Red flags — stop and evaluate
Regardless of which peptide you're using, these findings warrant immediate protocol cessation and medical evaluation:
- Fasting glucose > 126 mg/dL or HbA1c > 6.5% (new-onset diabetes range)
- Liver enzymes (AST or ALT) > 3x upper limit of normal (hepatotoxicity signal)
- Creatinine rising > 50% above baseline (renal stress)
- Amylase or lipase > 3x ULN (pancreatitis risk)
- Prolactin > 2x ULN with symptoms (galactorrhea, gynecomastia, menstrual disruption)
- IGF-1 > 1.5x the age-appropriate upper reference range (supraphysiological GH exposure)

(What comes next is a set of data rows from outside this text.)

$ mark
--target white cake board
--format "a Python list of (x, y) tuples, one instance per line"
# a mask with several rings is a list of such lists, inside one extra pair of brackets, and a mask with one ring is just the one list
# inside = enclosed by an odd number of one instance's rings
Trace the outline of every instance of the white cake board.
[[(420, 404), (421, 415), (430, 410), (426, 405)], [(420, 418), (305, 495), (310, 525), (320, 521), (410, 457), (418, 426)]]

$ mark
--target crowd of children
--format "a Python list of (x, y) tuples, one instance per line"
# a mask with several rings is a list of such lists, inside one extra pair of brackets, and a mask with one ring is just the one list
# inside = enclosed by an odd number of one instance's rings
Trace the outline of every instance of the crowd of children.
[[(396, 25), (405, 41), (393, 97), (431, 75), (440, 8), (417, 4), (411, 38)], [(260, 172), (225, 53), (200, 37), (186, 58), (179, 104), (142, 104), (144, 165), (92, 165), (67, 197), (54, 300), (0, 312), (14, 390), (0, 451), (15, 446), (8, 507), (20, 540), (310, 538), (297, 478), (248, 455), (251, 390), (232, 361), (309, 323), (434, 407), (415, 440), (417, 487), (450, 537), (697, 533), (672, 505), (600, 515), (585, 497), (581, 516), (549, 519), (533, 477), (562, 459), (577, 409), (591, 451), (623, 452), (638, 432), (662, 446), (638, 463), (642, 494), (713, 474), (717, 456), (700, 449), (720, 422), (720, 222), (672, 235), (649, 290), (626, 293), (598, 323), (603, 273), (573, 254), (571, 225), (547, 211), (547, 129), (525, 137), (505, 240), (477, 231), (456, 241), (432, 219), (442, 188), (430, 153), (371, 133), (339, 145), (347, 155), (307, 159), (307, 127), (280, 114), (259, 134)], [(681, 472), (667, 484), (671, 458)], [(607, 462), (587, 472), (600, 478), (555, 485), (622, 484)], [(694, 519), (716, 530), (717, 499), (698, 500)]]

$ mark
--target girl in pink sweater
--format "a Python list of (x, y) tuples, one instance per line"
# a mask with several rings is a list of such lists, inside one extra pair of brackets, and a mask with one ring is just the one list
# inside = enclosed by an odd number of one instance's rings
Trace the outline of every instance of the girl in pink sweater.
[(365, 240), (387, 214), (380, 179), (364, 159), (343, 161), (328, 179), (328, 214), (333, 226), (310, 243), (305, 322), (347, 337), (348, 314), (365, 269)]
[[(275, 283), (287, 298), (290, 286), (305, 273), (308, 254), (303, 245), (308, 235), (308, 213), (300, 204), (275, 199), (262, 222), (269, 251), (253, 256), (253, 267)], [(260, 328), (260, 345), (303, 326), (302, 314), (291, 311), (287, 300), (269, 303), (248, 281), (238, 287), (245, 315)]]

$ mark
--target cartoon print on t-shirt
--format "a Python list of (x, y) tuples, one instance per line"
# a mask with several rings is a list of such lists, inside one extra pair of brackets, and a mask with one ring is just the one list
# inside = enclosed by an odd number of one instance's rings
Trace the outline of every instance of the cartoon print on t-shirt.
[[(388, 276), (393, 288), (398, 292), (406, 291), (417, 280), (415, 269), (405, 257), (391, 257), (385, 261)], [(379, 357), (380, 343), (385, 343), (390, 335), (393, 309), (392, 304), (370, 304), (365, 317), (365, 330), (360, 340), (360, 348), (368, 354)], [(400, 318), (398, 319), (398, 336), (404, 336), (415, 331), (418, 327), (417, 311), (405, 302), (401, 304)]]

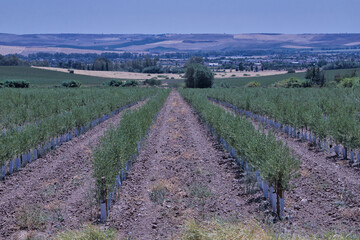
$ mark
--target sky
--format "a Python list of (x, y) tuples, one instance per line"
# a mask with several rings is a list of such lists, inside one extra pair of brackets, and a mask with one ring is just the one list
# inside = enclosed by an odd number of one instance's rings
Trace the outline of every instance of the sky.
[(360, 0), (0, 0), (0, 32), (359, 33)]

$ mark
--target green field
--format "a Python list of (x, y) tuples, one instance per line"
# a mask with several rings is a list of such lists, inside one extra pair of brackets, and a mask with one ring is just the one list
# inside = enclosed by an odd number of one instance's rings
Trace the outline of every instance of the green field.
[[(349, 74), (352, 71), (356, 70), (360, 73), (360, 69), (339, 69), (339, 70), (327, 70), (325, 71), (325, 78), (327, 81), (334, 80), (335, 75), (340, 74)], [(225, 78), (225, 79), (215, 79), (215, 84), (220, 85), (221, 82), (229, 84), (231, 87), (244, 87), (246, 84), (252, 81), (257, 81), (263, 87), (268, 87), (271, 84), (274, 84), (278, 81), (285, 80), (291, 77), (298, 79), (305, 79), (305, 72), (300, 73), (288, 73), (288, 74), (279, 74), (272, 76), (263, 76), (263, 77), (242, 77), (242, 78)]]
[(4, 67), (0, 66), (0, 81), (26, 80), (30, 87), (60, 86), (63, 81), (76, 80), (83, 86), (100, 86), (108, 81), (108, 78), (69, 74), (57, 71), (49, 71), (31, 67)]
[[(360, 68), (356, 69), (339, 69), (339, 70), (327, 70), (325, 71), (325, 78), (327, 81), (334, 80), (335, 75), (340, 74), (343, 76), (344, 74), (349, 74), (352, 71), (356, 70), (358, 74), (360, 74)], [(257, 81), (261, 84), (262, 87), (268, 87), (278, 81), (285, 80), (291, 77), (295, 77), (298, 79), (305, 79), (305, 72), (299, 73), (287, 73), (287, 74), (279, 74), (272, 76), (262, 76), (262, 77), (240, 77), (240, 78), (223, 78), (223, 79), (215, 79), (215, 87), (221, 86), (221, 83), (226, 83), (230, 87), (244, 87), (246, 84), (252, 81)], [(184, 82), (184, 80), (179, 79), (168, 79), (163, 80), (168, 84), (169, 87), (179, 87)]]
[[(357, 69), (340, 69), (340, 70), (328, 70), (325, 71), (327, 81), (332, 81), (336, 74), (344, 75), (357, 70), (360, 73), (360, 68)], [(220, 86), (221, 83), (226, 83), (230, 87), (244, 87), (246, 84), (252, 81), (257, 81), (263, 87), (268, 87), (275, 82), (288, 79), (291, 77), (304, 79), (305, 73), (288, 73), (272, 76), (262, 77), (240, 77), (240, 78), (224, 78), (215, 79), (215, 86)], [(4, 67), (0, 66), (0, 81), (6, 80), (26, 80), (30, 82), (30, 87), (51, 87), (60, 86), (63, 81), (76, 80), (82, 83), (82, 86), (101, 86), (109, 78), (85, 76), (78, 74), (69, 74), (57, 71), (50, 71), (44, 69), (30, 68), (30, 67)], [(169, 87), (180, 87), (183, 85), (184, 80), (179, 79), (167, 79), (162, 80), (167, 83)]]

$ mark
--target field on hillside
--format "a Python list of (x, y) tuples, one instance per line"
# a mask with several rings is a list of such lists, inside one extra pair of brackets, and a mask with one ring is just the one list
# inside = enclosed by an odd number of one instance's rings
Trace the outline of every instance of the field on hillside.
[(356, 239), (359, 101), (336, 88), (0, 89), (0, 238)]
[(49, 87), (60, 86), (63, 81), (80, 81), (83, 86), (101, 86), (109, 79), (103, 77), (84, 76), (64, 72), (49, 71), (31, 67), (0, 66), (0, 81), (25, 80), (30, 86)]
[[(47, 70), (55, 69), (55, 71)], [(341, 69), (341, 70), (328, 70), (326, 71), (326, 79), (333, 80), (336, 74), (347, 74), (356, 70), (360, 72), (360, 69)], [(109, 79), (149, 79), (157, 77), (162, 80), (165, 86), (178, 87), (184, 82), (183, 78), (180, 78), (179, 74), (143, 74), (143, 73), (128, 73), (128, 72), (107, 72), (107, 71), (83, 71), (75, 70), (76, 74), (69, 74), (67, 69), (58, 68), (29, 68), (29, 67), (0, 67), (0, 81), (6, 80), (27, 80), (30, 82), (30, 86), (49, 87), (60, 86), (63, 81), (76, 80), (80, 81), (83, 86), (102, 86), (104, 82)], [(305, 72), (297, 73), (283, 73), (276, 74), (277, 71), (264, 71), (264, 72), (252, 72), (251, 77), (231, 77), (231, 78), (215, 78), (215, 86), (221, 86), (222, 83), (226, 83), (231, 87), (244, 87), (246, 84), (252, 81), (261, 83), (261, 86), (268, 87), (280, 80), (288, 79), (291, 77), (304, 79)], [(84, 75), (83, 75), (84, 74)], [(216, 77), (221, 77), (222, 73), (217, 73)], [(230, 72), (226, 73), (226, 76), (231, 76)], [(242, 72), (234, 72), (238, 76), (243, 75)], [(260, 74), (262, 76), (256, 76)], [(174, 77), (175, 79), (165, 79)]]
[[(328, 81), (334, 80), (335, 75), (340, 74), (350, 74), (352, 71), (357, 71), (360, 73), (360, 69), (340, 69), (340, 70), (327, 70), (325, 71), (325, 77)], [(272, 84), (285, 80), (288, 78), (298, 78), (298, 79), (305, 79), (305, 72), (297, 72), (297, 73), (285, 73), (285, 74), (278, 74), (278, 75), (268, 75), (268, 76), (260, 76), (260, 77), (240, 77), (240, 78), (224, 78), (224, 79), (216, 79), (214, 81), (215, 87), (221, 87), (222, 83), (228, 85), (230, 87), (244, 87), (246, 84), (252, 81), (257, 81), (261, 84), (262, 87), (269, 87)], [(170, 87), (179, 87), (183, 83), (183, 81), (168, 79), (164, 80), (164, 82)]]
[[(34, 67), (37, 69), (45, 69), (59, 72), (68, 72), (68, 69), (65, 68), (54, 68), (54, 67)], [(182, 79), (183, 74), (173, 74), (173, 73), (136, 73), (136, 72), (121, 72), (121, 71), (89, 71), (89, 70), (74, 70), (75, 74), (94, 76), (94, 77), (106, 77), (106, 78), (119, 78), (119, 79), (135, 79), (135, 80), (145, 80), (151, 78), (163, 79)], [(215, 78), (236, 78), (243, 77), (244, 74), (248, 75), (247, 77), (256, 77), (256, 76), (271, 76), (271, 75), (280, 75), (285, 74), (286, 71), (275, 71), (275, 70), (266, 70), (260, 72), (246, 72), (246, 71), (231, 71), (226, 70), (225, 72), (215, 72)]]
[[(325, 78), (327, 81), (334, 80), (335, 75), (340, 74), (350, 74), (352, 71), (356, 70), (358, 73), (360, 69), (339, 69), (339, 70), (327, 70), (325, 71)], [(286, 73), (280, 75), (270, 75), (270, 76), (263, 76), (263, 77), (252, 77), (252, 78), (228, 78), (228, 79), (216, 79), (215, 84), (221, 85), (221, 83), (227, 83), (231, 87), (244, 87), (246, 84), (252, 81), (257, 81), (263, 87), (268, 87), (278, 81), (285, 80), (288, 78), (298, 78), (298, 79), (305, 79), (305, 72), (298, 72), (298, 73)]]

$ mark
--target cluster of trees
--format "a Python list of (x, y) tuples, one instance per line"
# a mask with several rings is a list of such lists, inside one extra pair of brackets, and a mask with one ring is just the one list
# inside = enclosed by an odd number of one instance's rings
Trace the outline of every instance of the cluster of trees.
[(211, 88), (214, 74), (204, 65), (201, 57), (191, 57), (186, 63), (185, 85), (187, 88)]
[(0, 66), (24, 66), (28, 65), (21, 60), (17, 55), (3, 56), (0, 54)]
[(135, 59), (120, 63), (119, 70), (127, 72), (162, 73), (158, 61), (158, 57), (150, 58), (146, 56), (143, 59)]
[(312, 85), (309, 80), (300, 80), (292, 77), (276, 82), (272, 86), (276, 88), (308, 88)]
[(360, 68), (360, 63), (356, 61), (337, 61), (324, 65), (322, 69), (332, 70), (332, 69), (346, 69), (346, 68)]
[(62, 82), (61, 85), (66, 88), (79, 88), (81, 86), (81, 82), (75, 81), (75, 80), (70, 80), (70, 81)]
[(30, 83), (22, 80), (0, 82), (0, 88), (29, 88)]
[(112, 79), (109, 82), (104, 83), (104, 85), (108, 87), (136, 87), (139, 85), (139, 81), (127, 80), (126, 82), (123, 82), (118, 79)]
[(161, 80), (158, 80), (158, 79), (155, 79), (155, 78), (146, 79), (146, 80), (144, 81), (144, 85), (160, 86), (160, 85), (161, 85)]
[(318, 66), (308, 68), (305, 78), (310, 80), (311, 85), (318, 85), (320, 87), (323, 87), (326, 82), (324, 71)]

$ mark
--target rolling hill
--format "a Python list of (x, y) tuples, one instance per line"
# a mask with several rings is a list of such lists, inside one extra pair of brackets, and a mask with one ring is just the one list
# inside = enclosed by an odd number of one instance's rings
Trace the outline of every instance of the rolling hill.
[(360, 34), (5, 34), (0, 54), (359, 48)]

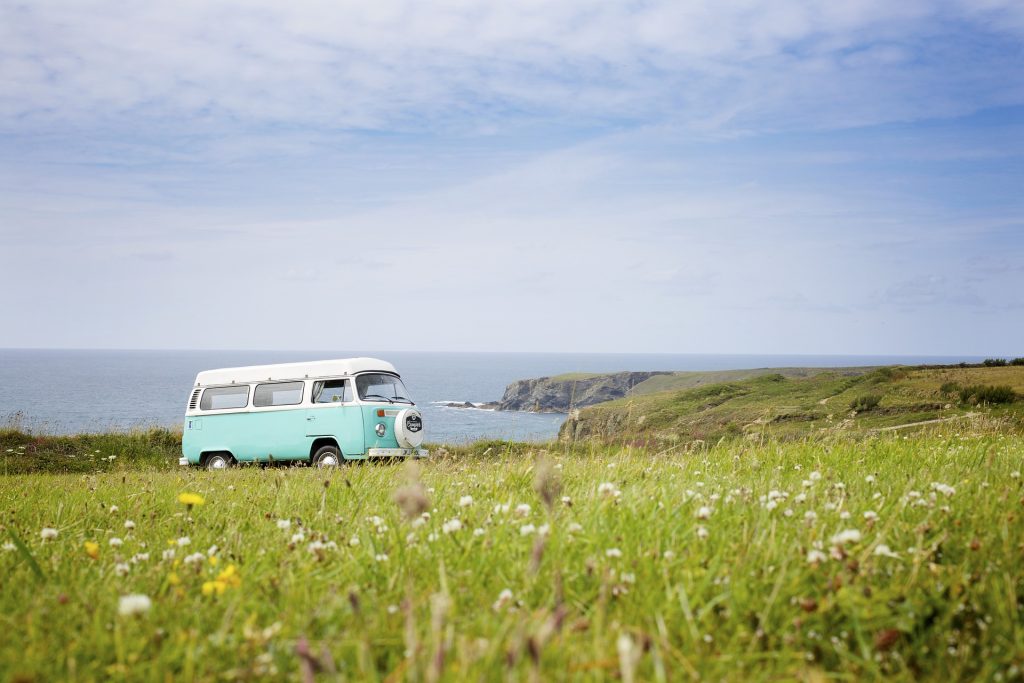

- New thyroid nodule (in GLP-1 agonist users)
Practical notes
- Use the same lab for all panels. Reference ranges vary between labs; trends are only meaningful when measured on the same platform.
- Fasting protocol: 12-hour water-only fast before draws. Coffee, supplements, and peptide injections on the morning of the draw can distort results.
- Timing relative to peptide dosing: Draw blood at least 12 hours after the last peptide injection. For GH secretagogues dosed pre-sleep, a morning draw achieves this naturally.
- Direct-to-consumer lab options (Labcorp, Quest, Marek Health, etc.) can provide most of these panels without a physician requisition, though a physician review of results is always recommended.